In his acclaimed book, Dr. Rejali sets forth an encyclopedic history of torture methods as well as a social science analysis, and an argument against torture.  Kenneth Roth, executive director of Human Rights Watch, called the book a “superb genealogy of modern torture.”  Roth added: “Rejali's indictment derives its power from thoughtful analysis and deep historical grounding. It is the best book on the subject that I have encountered. No one should debate the merits of torture without having read it.”

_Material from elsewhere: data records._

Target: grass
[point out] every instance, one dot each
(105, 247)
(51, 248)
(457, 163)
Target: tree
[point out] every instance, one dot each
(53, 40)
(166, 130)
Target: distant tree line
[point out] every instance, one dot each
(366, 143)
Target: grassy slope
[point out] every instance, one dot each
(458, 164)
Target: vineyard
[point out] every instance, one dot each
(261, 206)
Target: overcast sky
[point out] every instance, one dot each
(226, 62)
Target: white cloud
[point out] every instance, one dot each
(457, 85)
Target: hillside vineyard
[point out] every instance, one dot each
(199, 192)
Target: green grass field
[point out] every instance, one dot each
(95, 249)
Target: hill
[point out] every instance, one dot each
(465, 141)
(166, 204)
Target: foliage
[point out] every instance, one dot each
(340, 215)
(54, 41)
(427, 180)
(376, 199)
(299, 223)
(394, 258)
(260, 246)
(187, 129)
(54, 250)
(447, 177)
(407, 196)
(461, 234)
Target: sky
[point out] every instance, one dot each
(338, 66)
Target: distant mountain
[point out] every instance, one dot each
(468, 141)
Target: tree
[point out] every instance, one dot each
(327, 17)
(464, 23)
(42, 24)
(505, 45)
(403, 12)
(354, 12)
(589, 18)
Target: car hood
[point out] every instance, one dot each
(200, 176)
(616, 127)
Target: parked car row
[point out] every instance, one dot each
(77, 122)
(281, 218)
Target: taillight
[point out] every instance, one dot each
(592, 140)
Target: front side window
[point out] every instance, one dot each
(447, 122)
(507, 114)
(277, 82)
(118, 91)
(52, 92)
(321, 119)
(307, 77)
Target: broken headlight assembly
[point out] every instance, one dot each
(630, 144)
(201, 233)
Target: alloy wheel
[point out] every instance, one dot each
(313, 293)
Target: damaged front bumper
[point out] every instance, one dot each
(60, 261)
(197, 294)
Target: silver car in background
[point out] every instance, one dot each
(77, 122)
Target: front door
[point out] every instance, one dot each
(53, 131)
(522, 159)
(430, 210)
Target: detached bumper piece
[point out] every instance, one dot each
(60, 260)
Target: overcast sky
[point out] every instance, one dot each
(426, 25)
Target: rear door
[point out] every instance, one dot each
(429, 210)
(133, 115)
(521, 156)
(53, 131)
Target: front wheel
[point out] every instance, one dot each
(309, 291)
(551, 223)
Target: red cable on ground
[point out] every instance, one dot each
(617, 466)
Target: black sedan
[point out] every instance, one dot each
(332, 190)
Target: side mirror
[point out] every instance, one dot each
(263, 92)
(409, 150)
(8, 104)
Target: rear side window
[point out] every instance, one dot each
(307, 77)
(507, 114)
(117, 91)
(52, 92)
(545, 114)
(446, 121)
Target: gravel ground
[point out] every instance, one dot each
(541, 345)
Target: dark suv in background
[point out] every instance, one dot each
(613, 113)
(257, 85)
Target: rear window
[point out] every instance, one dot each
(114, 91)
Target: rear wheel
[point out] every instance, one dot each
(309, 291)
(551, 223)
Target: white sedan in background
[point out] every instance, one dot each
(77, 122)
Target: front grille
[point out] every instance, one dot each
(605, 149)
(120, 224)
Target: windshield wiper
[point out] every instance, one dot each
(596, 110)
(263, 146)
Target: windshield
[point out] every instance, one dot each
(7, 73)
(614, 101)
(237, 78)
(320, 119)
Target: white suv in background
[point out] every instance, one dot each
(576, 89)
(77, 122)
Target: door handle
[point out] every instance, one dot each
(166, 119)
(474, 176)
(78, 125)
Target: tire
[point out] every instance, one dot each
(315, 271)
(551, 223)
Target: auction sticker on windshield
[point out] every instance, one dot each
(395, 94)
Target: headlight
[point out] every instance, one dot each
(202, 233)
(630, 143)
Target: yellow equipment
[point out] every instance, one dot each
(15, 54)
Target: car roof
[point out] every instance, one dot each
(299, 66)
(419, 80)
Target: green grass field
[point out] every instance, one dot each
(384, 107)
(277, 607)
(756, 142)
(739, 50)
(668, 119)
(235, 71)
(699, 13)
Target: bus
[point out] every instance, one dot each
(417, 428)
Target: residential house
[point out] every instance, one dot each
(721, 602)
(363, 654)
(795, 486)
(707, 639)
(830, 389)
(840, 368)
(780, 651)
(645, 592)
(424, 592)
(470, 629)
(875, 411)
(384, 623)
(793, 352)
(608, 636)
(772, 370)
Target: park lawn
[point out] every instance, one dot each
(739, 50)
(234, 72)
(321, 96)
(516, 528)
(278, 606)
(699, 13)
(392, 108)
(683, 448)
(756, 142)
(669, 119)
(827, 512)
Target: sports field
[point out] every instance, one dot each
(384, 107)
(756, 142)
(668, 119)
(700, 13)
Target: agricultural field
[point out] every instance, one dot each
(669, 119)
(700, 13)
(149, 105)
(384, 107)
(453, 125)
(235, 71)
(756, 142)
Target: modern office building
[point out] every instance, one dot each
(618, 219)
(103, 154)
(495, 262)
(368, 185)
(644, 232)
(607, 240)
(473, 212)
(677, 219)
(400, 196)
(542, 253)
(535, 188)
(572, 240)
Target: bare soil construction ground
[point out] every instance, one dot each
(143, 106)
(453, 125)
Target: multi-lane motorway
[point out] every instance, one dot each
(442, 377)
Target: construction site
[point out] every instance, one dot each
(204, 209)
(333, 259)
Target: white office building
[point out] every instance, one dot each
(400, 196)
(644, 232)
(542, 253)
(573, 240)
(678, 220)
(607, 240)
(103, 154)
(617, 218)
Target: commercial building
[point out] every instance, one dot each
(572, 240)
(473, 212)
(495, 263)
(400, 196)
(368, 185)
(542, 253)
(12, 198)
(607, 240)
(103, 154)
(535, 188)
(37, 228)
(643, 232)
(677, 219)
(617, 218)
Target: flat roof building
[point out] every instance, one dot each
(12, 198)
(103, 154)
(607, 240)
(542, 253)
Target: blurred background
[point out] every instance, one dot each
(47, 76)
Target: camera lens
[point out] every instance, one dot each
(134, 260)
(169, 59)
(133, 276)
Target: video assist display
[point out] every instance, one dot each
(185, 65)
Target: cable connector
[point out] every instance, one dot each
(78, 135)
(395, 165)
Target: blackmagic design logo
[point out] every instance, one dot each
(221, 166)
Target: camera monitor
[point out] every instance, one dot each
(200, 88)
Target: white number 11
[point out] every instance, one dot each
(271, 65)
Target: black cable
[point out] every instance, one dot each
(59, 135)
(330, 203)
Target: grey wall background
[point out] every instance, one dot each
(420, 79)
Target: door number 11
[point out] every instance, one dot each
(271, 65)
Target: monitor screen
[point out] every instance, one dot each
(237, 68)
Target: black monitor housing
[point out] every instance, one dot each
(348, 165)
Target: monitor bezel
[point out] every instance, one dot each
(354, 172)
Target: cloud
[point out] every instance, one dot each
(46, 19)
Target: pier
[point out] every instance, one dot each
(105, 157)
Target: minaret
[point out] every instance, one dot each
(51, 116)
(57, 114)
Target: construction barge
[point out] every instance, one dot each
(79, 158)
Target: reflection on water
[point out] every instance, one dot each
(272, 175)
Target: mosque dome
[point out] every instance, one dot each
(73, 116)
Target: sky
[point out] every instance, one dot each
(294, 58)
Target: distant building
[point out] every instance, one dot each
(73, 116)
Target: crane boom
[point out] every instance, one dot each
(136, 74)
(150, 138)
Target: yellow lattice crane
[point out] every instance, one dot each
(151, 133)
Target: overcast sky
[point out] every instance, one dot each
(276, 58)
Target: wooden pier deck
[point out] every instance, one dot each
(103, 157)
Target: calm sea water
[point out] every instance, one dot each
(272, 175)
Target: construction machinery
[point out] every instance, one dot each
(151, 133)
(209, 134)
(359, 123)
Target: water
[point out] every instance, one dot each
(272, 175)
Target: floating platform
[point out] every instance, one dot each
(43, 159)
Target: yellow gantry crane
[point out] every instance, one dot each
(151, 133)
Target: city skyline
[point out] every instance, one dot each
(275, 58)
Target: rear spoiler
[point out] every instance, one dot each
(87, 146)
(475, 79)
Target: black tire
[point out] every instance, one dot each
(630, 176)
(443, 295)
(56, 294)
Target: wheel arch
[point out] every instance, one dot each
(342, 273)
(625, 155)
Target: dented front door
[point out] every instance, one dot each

Dr. Rejali is a professor of political science at Reed College in Porland, Oregon.  He is also Iranian-American, and his first book focused on Iran: Torture and Modernity: Self, Society and State in Modern Iran.  In his forthcoming book, Approaches to Violence (Princeton, 2008), Dr. Rejali provides a manual for citizens to use in addressing issues of violence. 

To balance the demands of his dark studies, Dr. Rejali writes poetry, plays music, travels extensively, and surfs.

Prof. Rejali recently discussed torture in democracies on a visit to Seattle.

Robin Lindley:  You’re one of the foremost experts on torture today.  When you were a child in Iran were you concerned about torture and social justice?

Darius Rejali:  No.  I had a perfectly lovely childhood where I thought about the things kids think about.  It was only late in graduate school that I started writing on torture because of the work I was doing on Michel Foucault.  I wrote my first book, a combination of Foucault and Iran, on the subject of torture.  After that, people kept coming back to me because it turned out I was pretty good at two things: talking about really horrible things and not having it affect me very seriously.  The other part is I could think of interesting things to say about the stuff that I heard, and things others hadn’t thought about.  So those are two gifts. 

When I look back on my childhood and ask how did I get those two gifts, I think [it’s] storytelling—a very big part of the Middle East.  The other part is Iran’s particularly violent history.  If you grow up in Iran, you aren’t afraid of the dark as much.  You can talk about it.  You know torture happens all the time.  In that sense, my childhood was a typical Iranian childhood.  Two things—the capacity to look at the dark side and to come back with interesting stories to tell—are probably from my childhood. 

RL:   You mention your great-grandfather’s use of torture in the book.  Did you know about that as a child?

DR:  Yes.  I came from a privileged background, [with] relatives whose backgrounds were not very pretty.  As I got to know their histories, I became less interested in whether they were good or bad people, and more interested in why they did what they did because, on the surface, it looked irrational.   You might say the sociologist in me [emerged] as a child trying to understand family history, why they made the decisions they did, and why they’re not worth repeating.

My great grandfather was a prince and wanted to be feared, so he wasn’t afraid to torture and kill people who he thought were terrorists and anarchists.  His enemies all said his values [were not] worth it because he defended them using barbaric methods.  And nobody really misses him.  So I tell Americans don’t make the same mistake of my great-grandfather—don’t defend the values you have using barbaric methods because nobody will miss you either.  

RL:   And you had a great-grandmother who survived the siege of Atlanta during the Civil War?

DR:  Yes.  I actually learned about my American family later in life.  It was peculiar growing up in Iran.  My mother would serve black-eyed peas, and I’d ask, what is this?  She just needed a little connection to her past.  She grew up in the North, but her father was a Georgian.  One of the reasons I talk about my great-grandmother is to remind people that we’ve had both war and torture on American soil.  It’s worth remembering now because we’ve lived in a period of relative prosperity and safety in America, and people forget that [violence] can happen anywhere. 

RL:   And your great-grandmother confronted Gen. Sherman for reparations?

DR:  So the legend goes.  Both sides of my family are matriarchies.  The women are the strong edges of the family, and keep it together through all the changes.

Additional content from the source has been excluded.